Это воззваніе подѣйствовало на повара съ добродушной физіономіей, который съ нѣкоторыми другими слугами выглянулъ на шумъ и теперь выступилъ впередъ, чтобы вмѣшаться.
— Сдѣлай это для нея, Джо, развѣ тебѣ трудно? — сказалъ онъ.
— Да что толку? Ты думаешь, барышня пожелаетъ глядѣть на такихъ, что ли?
Намекъ на сомнительность добраго имени Нанси возжегъ большое количество цѣломудреннаго возмущенія въ груди четырехъ горничныхъ, которыя съ жаромъ замѣтили, что эта тварь — позоръ всѣхъ женщинъ, и что ее безъ всякаго сожалѣнія надо столкнуть въ уличную канаву.
— Дѣлайте со мной, что хотите, — сказала она, обращаясь снова къ слугамъ:- но сначала исполните мою просьбу, а прошу я, ради всемогущаго Бога, доложить обо мнѣ молодой леди.
Добрый поваръ поддержалъ это ходатайство и въ результатѣ, первый слуга рѣшилъ пойти доложить.

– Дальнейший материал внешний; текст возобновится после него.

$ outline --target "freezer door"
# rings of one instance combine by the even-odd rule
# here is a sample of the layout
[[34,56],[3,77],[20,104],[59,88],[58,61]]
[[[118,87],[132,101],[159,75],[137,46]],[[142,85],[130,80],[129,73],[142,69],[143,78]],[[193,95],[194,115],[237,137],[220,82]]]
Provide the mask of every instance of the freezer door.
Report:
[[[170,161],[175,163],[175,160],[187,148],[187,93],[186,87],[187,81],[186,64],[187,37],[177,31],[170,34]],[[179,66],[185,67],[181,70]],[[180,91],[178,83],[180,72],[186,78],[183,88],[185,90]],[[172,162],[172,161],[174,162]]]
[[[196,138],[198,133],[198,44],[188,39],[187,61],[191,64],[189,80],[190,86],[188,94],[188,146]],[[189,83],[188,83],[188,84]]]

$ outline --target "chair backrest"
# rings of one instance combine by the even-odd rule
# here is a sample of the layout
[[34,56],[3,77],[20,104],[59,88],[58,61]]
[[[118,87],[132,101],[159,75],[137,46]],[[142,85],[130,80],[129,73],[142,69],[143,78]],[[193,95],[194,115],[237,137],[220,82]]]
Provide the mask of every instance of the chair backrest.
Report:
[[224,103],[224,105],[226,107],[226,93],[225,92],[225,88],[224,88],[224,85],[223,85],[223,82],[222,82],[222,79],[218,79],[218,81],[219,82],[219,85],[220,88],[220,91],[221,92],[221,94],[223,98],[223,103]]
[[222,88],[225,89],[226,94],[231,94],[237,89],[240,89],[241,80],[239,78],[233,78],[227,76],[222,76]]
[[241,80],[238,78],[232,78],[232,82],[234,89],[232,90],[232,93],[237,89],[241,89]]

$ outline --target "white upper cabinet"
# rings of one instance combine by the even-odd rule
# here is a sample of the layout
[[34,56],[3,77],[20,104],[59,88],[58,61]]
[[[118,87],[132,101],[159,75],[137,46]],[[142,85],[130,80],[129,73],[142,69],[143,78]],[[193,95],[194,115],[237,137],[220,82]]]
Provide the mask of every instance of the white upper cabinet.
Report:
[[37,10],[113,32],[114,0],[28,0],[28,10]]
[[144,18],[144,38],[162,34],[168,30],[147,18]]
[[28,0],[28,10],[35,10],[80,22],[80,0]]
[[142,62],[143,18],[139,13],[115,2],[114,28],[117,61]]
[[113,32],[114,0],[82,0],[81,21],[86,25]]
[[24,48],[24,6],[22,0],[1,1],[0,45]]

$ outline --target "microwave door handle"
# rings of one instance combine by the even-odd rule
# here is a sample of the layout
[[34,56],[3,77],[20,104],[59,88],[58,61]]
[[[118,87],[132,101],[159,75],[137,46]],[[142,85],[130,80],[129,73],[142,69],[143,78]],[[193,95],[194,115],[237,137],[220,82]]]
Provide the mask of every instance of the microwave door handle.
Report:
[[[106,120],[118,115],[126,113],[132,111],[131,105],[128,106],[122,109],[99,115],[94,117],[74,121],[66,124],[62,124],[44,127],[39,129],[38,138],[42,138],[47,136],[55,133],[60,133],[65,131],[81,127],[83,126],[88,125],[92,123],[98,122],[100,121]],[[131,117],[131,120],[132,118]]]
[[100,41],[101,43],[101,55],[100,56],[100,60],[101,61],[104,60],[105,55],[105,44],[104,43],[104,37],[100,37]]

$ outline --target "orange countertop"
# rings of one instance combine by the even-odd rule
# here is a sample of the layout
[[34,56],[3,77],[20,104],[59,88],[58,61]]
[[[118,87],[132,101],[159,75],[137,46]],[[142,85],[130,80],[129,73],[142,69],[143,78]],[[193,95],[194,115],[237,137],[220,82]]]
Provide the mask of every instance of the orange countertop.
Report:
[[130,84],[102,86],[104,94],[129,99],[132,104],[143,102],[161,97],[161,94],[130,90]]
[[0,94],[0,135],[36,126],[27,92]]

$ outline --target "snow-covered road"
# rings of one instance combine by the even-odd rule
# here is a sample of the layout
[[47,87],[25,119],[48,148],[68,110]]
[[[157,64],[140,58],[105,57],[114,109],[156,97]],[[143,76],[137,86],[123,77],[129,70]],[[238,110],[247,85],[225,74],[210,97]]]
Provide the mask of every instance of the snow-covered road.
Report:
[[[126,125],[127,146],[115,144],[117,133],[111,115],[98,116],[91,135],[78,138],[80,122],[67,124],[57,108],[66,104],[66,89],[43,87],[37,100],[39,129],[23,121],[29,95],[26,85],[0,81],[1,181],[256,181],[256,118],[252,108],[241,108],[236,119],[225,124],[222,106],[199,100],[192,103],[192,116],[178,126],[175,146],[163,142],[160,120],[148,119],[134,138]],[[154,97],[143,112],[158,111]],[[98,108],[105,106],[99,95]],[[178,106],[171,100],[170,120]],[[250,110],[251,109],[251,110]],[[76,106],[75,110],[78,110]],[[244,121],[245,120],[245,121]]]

— Такъ какъ же сказать? — спросилъ онъ, ступивъ одной ногой на нижнюю ступеньку.
— Что одна молодая женщина очень проситъ повидать миссъ Мэйли наединѣ, и что какъ только леди услышитъ первое слово, она будетъ знать, стоитъ ли ей выслушать до конца или же надо вытолкать эту женщину на улицу, какъ обманщицу.
— Эге! не слишкомъ ли ты въ себѣ увѣрена?
— Передайте это, — твердо сказала Нанси:- и сообщите мнѣ отвѣтъ.
Слуга побѣжалъ наверхъ. Нанси стояла, блѣдная и почти задыхающаяся, съ трясущимися губами, и прислушивалась ко всѣмъ выраженіямъ презрѣнія, которыми щедро осылали ее цѣломудренныя горничныя и которыя еще усилились, когда слуга вернулся и сообщилъ, что молодая женщина можетъ итти наверхъ.
— Къ чему на этомъ свѣтѣ хранить благоприличіе, — сказала первая горничная.
— Мѣдь сбыть легче, чѣмъ золото, устоявшее среди огня, — замѣтила вторая.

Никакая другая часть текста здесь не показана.